This page contains information about main validation strategies (schemes): holdout , K-Fold , LOO .

The main rule you should know — never use data you train on to measure the quality of your model . The trick is to split all your data into training and validation parts.

Below you will find several ways to validate a model.

a) Holdout scheme:

  1. Split train data into two parts: partA and partB .

  2. Fit the model on partA , predict for partB .

  3. Use predictions for partB for estimating model quality. Find such hyper-parameters, that quality on partB is maximized.

b) K-Fold scheme:

  1. Split train data into K folds.

  2. Iterate though each fold: retrain the model on all folds except current fold, predict for the current fold.

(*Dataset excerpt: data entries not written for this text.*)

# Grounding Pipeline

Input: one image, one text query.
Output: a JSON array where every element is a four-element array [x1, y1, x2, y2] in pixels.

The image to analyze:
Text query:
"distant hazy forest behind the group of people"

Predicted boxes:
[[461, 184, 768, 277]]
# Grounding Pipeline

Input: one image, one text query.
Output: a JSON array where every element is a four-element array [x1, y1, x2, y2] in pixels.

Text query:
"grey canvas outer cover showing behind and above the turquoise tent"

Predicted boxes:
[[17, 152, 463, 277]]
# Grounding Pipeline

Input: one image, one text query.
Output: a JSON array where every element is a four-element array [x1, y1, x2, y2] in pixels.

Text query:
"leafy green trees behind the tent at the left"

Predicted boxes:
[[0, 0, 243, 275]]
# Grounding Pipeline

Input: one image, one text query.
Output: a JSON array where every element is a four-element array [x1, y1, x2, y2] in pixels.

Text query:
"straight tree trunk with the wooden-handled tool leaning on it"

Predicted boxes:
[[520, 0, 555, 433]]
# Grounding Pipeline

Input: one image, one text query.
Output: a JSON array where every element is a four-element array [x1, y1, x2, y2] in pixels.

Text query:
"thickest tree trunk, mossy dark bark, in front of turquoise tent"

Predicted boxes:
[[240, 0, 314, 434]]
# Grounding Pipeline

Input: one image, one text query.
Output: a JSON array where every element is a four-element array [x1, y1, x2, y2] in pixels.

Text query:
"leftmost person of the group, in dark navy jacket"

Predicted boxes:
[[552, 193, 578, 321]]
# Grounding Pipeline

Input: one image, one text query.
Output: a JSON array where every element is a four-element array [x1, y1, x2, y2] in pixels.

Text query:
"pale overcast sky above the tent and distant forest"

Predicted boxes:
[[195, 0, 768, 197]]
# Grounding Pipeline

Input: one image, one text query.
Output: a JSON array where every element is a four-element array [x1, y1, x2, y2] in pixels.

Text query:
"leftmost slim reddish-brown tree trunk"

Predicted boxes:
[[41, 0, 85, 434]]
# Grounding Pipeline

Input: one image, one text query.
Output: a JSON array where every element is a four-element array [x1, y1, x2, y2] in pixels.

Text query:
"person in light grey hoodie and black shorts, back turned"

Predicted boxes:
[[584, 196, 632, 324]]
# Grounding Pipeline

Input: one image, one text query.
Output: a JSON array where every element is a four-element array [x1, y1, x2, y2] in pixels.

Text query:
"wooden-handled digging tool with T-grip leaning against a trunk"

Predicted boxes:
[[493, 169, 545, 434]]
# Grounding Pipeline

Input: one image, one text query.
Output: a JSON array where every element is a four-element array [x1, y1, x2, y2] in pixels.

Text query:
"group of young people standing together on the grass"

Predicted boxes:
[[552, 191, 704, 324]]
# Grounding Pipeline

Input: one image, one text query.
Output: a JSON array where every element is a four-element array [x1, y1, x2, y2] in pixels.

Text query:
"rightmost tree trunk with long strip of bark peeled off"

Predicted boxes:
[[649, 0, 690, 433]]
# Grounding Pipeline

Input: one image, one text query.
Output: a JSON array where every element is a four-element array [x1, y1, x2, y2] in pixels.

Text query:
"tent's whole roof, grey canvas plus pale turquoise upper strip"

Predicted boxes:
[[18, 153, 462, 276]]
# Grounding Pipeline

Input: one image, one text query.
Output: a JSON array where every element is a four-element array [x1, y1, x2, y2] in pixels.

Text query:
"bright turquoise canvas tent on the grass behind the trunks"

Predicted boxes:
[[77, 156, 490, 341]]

  3. Use the predictions to calculate quality on each fold. Find such hyper-parameters, that quality on each fold is maximized. You can also estimate mean and variance of the loss. This is very helpful in order to understand significance of improvement.

c) LOO (Leave-One-Out) scheme:

  1. Iterate over samples: retrain the model on all samples except current sample, predict for the current sample. You will need to retrain the model N times (if N is the number of samples in the dataset).

  2. In the end you will get LOO predictions for every sample in the trainset and can calculate loss.

Notice, that these are validation schemes are supposed to be used to estimate quality of the model. When you found the right hyper-parameters and want to get test predictions don't forget to retrain your model using all training data.